The Commission initiated a complaint in July 2015 against Caffeluxe and Global Coffee Exports Limited for their alleged conduct during 2013 and 2014 where they agreed not to undercut each other when selling coffee capsules to retailers. The Commission found this conduct to be in contravention of s4(1)(b)(i) of the Competition Act, No 89 of 1998.
Price fixing as a per se prohibition is presumed to have negative market effects and is prohibited outright without an examination of the actual effects on competition, attracting a penalty of up to 10% of a firm’s annual turnover. In settling with the Commission, Caffeluxe agreed to pay a fine of R750,000, which is less than 10% of its annual turnover and payable in instalments. Caffeluxe has also agreed not to engage in any other anti-competitive conduct and has agreed to implement a competition law compliance programme for its employees, management, directors and agents. Although unclear from the consent order, it seems likely that Global Coffee was a successful leniency applicant.

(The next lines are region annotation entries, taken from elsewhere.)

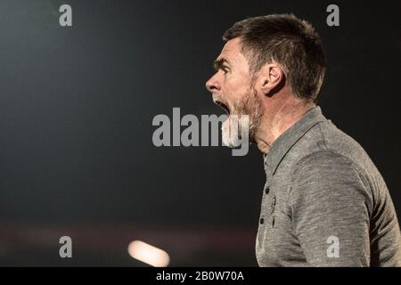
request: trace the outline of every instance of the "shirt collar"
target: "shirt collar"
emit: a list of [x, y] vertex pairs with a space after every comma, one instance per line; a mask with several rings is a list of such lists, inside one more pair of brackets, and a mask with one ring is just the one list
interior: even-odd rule
[[280, 162], [291, 148], [319, 122], [325, 121], [319, 106], [312, 108], [301, 118], [282, 133], [272, 144], [266, 154], [264, 154], [265, 168], [274, 175]]

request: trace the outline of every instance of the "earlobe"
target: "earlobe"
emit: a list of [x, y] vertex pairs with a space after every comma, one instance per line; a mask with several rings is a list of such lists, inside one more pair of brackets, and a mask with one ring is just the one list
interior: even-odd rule
[[280, 91], [285, 85], [285, 75], [282, 69], [274, 63], [264, 67], [262, 91], [265, 94], [272, 96]]

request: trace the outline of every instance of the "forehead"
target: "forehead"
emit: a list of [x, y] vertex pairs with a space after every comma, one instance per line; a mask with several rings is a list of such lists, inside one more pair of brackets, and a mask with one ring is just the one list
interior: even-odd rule
[[229, 40], [223, 47], [217, 61], [225, 59], [231, 65], [248, 67], [248, 60], [243, 55], [241, 47], [241, 38]]

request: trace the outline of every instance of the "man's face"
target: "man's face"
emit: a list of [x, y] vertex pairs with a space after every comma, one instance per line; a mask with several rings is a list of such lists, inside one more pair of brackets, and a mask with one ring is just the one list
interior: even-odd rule
[[231, 115], [236, 115], [240, 119], [241, 115], [248, 115], [250, 140], [254, 142], [262, 116], [262, 105], [253, 86], [248, 60], [241, 53], [241, 38], [233, 38], [225, 44], [215, 61], [215, 69], [217, 72], [208, 80], [206, 87], [211, 92], [213, 101], [229, 115], [223, 123], [223, 140], [232, 139], [229, 131]]

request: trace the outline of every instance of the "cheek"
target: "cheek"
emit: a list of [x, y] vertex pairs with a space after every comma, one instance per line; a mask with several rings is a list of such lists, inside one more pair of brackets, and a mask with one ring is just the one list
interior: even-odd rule
[[231, 100], [240, 100], [249, 92], [248, 82], [234, 77], [226, 77], [224, 81], [224, 93]]

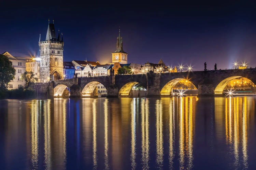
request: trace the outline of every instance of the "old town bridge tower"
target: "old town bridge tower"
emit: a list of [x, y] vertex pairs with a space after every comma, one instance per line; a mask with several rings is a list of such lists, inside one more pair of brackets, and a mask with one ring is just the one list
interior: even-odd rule
[[45, 41], [39, 42], [40, 54], [40, 80], [41, 82], [63, 78], [63, 37], [58, 31], [56, 38], [54, 22], [48, 20]]

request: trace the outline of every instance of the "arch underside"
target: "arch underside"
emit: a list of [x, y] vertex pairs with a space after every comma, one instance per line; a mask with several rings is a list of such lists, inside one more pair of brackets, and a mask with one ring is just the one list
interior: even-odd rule
[[53, 89], [54, 96], [62, 96], [63, 92], [68, 86], [63, 84], [60, 84]]
[[127, 83], [124, 85], [119, 90], [119, 95], [123, 96], [129, 96], [131, 88], [138, 84], [139, 83], [136, 82]]
[[93, 92], [95, 88], [100, 83], [97, 81], [91, 82], [85, 85], [82, 90], [82, 95], [84, 96], [94, 96]]
[[223, 90], [225, 87], [230, 81], [232, 80], [242, 77], [242, 76], [232, 76], [225, 79], [218, 84], [214, 90], [214, 94], [222, 94], [223, 93]]
[[185, 79], [183, 78], [177, 78], [177, 79], [174, 79], [172, 80], [168, 83], [166, 84], [163, 87], [161, 90], [160, 91], [160, 95], [161, 96], [169, 96], [171, 95], [171, 93], [172, 92], [172, 88], [175, 86], [175, 85], [177, 84], [180, 81], [182, 80]]
[[55, 70], [52, 73], [51, 78], [52, 80], [61, 80], [62, 78], [61, 74], [58, 70]]

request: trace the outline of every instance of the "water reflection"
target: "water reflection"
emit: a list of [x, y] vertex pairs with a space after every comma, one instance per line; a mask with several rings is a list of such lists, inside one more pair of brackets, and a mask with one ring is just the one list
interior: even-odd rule
[[109, 140], [108, 140], [108, 100], [104, 102], [104, 162], [105, 169], [109, 169]]
[[31, 164], [32, 169], [38, 165], [38, 101], [32, 101], [31, 105]]
[[[250, 112], [251, 115], [254, 114], [253, 99], [246, 97], [215, 99], [216, 105], [219, 108], [215, 109], [215, 113], [219, 131], [217, 133], [222, 133], [222, 127], [225, 129], [225, 141], [229, 146], [230, 158], [233, 159], [232, 164], [234, 168], [240, 168], [242, 165], [243, 168], [248, 168], [248, 117]], [[222, 103], [225, 104], [222, 105]], [[223, 114], [225, 115], [224, 118]], [[252, 116], [250, 117], [253, 117]], [[224, 121], [225, 125], [223, 123]]]
[[3, 169], [255, 169], [255, 99], [199, 100], [7, 101]]
[[141, 106], [141, 160], [143, 169], [148, 169], [149, 160], [149, 139], [148, 137], [148, 116], [149, 114], [148, 100], [143, 99]]

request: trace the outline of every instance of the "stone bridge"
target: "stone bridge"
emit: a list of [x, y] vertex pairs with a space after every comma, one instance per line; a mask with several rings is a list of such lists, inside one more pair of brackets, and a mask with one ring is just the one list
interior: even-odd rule
[[[133, 87], [146, 89], [147, 97], [170, 96], [172, 88], [180, 81], [190, 81], [197, 88], [199, 96], [222, 95], [226, 86], [232, 80], [247, 78], [256, 84], [256, 69], [209, 70], [167, 73], [116, 75], [74, 78], [36, 83], [33, 88], [52, 97], [91, 97], [97, 95], [100, 83], [107, 90], [108, 97], [130, 97]], [[42, 90], [41, 90], [42, 89]], [[40, 91], [41, 90], [41, 91]]]

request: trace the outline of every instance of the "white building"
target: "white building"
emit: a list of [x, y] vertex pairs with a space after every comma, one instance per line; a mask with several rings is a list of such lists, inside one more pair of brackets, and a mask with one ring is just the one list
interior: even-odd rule
[[89, 64], [85, 67], [80, 67], [75, 71], [77, 74], [77, 77], [92, 77], [94, 66], [90, 66]]
[[135, 63], [131, 63], [130, 64], [130, 67], [132, 69], [132, 74], [141, 74], [142, 65], [140, 64]]
[[101, 83], [100, 83], [98, 86], [98, 95], [99, 96], [106, 96], [108, 91], [105, 86]]
[[104, 64], [97, 65], [94, 67], [93, 71], [93, 76], [105, 76], [109, 75], [110, 69], [112, 68], [113, 64]]
[[26, 82], [21, 78], [22, 73], [26, 70], [26, 59], [19, 57], [14, 57], [7, 52], [4, 52], [2, 55], [8, 57], [9, 60], [12, 62], [12, 66], [16, 70], [16, 74], [13, 80], [8, 84], [8, 89], [9, 90], [16, 89], [20, 87], [25, 87]]
[[38, 79], [40, 82], [40, 62], [36, 58], [26, 60], [26, 71], [32, 71], [35, 74], [35, 77]]

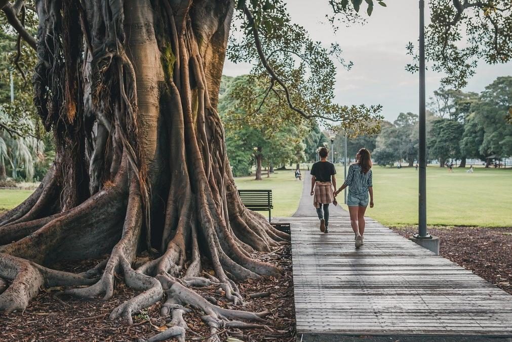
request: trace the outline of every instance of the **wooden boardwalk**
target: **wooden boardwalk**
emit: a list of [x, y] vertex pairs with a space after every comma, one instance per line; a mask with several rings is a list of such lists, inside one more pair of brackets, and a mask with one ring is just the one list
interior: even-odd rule
[[303, 334], [512, 336], [512, 296], [371, 219], [354, 246], [348, 218], [291, 225], [297, 340]]

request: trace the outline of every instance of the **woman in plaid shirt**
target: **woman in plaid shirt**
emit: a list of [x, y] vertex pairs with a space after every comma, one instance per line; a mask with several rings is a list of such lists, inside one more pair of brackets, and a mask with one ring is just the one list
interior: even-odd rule
[[337, 195], [347, 187], [349, 193], [347, 205], [350, 213], [350, 224], [355, 233], [355, 247], [365, 244], [365, 212], [368, 206], [370, 194], [370, 207], [373, 207], [373, 184], [372, 184], [372, 158], [366, 148], [361, 148], [355, 156], [355, 163], [349, 167], [343, 185], [334, 193]]

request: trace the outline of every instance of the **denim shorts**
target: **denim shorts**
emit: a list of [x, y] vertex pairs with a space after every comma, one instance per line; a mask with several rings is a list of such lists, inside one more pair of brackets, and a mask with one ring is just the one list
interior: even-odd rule
[[369, 198], [367, 197], [366, 200], [360, 200], [350, 196], [350, 194], [347, 194], [347, 205], [351, 207], [367, 207], [368, 206]]

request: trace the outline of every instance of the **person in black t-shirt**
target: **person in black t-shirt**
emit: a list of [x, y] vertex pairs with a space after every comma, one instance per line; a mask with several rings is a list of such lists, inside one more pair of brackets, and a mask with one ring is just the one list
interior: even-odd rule
[[[334, 189], [336, 188], [336, 169], [334, 165], [327, 161], [329, 151], [326, 147], [322, 147], [318, 153], [320, 161], [316, 162], [311, 166], [311, 193], [314, 195], [313, 205], [316, 208], [316, 213], [320, 219], [320, 231], [329, 232], [329, 204], [337, 204], [334, 199]], [[322, 212], [322, 207], [324, 212]]]

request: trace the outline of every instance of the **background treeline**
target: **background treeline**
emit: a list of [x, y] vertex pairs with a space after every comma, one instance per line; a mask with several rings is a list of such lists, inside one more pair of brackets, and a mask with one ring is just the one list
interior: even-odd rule
[[[223, 76], [219, 101], [235, 176], [250, 174], [254, 165], [257, 170], [260, 168], [260, 177], [262, 167], [269, 171], [285, 165], [294, 167], [297, 163], [315, 161], [316, 148], [324, 143], [328, 143], [331, 148], [329, 132], [323, 131], [315, 123], [290, 122], [282, 117], [282, 113], [274, 113], [265, 119], [246, 112], [234, 114], [240, 106], [233, 91], [234, 85], [247, 81], [245, 76]], [[440, 89], [434, 92], [429, 106], [429, 162], [435, 161], [443, 166], [445, 162], [457, 160], [463, 167], [467, 159], [490, 162], [487, 159], [489, 156], [512, 156], [512, 125], [509, 122], [512, 77], [498, 77], [479, 94]], [[378, 126], [378, 133], [365, 134], [347, 131], [348, 158], [352, 160], [359, 148], [364, 146], [372, 152], [374, 161], [379, 165], [399, 162], [404, 166], [414, 165], [418, 155], [417, 114], [402, 113], [393, 122], [383, 121], [368, 125]], [[335, 161], [341, 162], [345, 153], [343, 130], [338, 131], [333, 143]]]
[[[35, 36], [35, 14], [28, 11], [25, 20], [27, 29]], [[24, 40], [18, 40], [10, 26], [0, 24], [1, 186], [40, 180], [54, 156], [51, 136], [39, 124], [32, 99], [31, 76], [36, 60], [35, 52]], [[6, 182], [7, 178], [12, 180]]]
[[[440, 89], [430, 99], [426, 115], [429, 161], [442, 167], [445, 162], [457, 160], [464, 167], [466, 159], [479, 159], [488, 166], [495, 158], [512, 156], [512, 77], [498, 77], [479, 94]], [[351, 138], [349, 132], [348, 157], [365, 146], [379, 165], [400, 162], [412, 166], [418, 156], [418, 125], [417, 114], [402, 113], [392, 123], [382, 122], [378, 134]], [[338, 134], [334, 143], [335, 152], [340, 154], [337, 155], [343, 156], [344, 136]]]

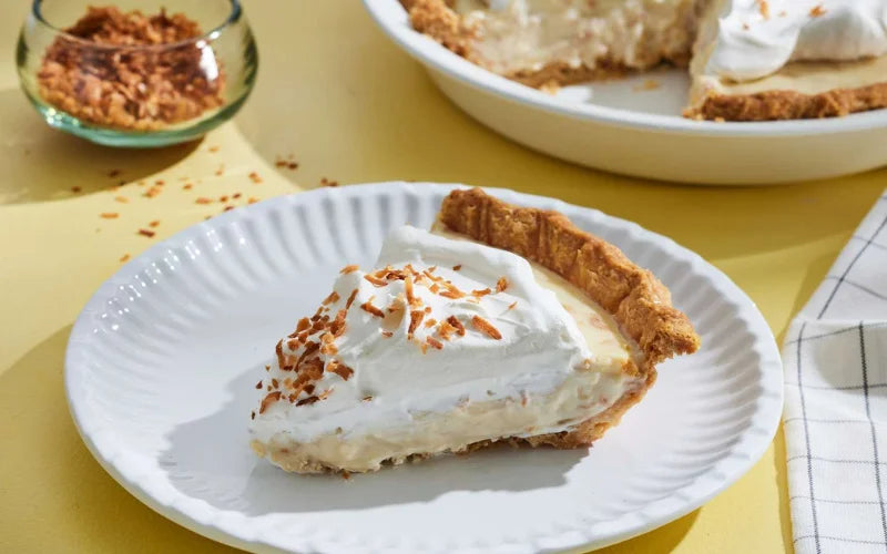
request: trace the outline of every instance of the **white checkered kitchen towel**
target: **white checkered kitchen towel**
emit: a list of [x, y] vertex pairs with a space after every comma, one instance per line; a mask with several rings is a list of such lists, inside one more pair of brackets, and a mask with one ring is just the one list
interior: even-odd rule
[[887, 195], [783, 347], [795, 551], [887, 553]]

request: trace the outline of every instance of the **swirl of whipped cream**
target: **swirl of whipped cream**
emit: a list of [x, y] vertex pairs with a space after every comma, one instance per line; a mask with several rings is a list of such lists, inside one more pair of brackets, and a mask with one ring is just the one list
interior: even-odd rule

This consent agreement comes after a string of recent consent agreements confirmed by the Competition Tribunal involving price fixing claims against various companies across different industries. In as much as this highlights the importance of consent agreements in expeditiously resolving matters between respondents and the Commission, it also highlights the alarming number of price fixing incidents that continue to be uncovered.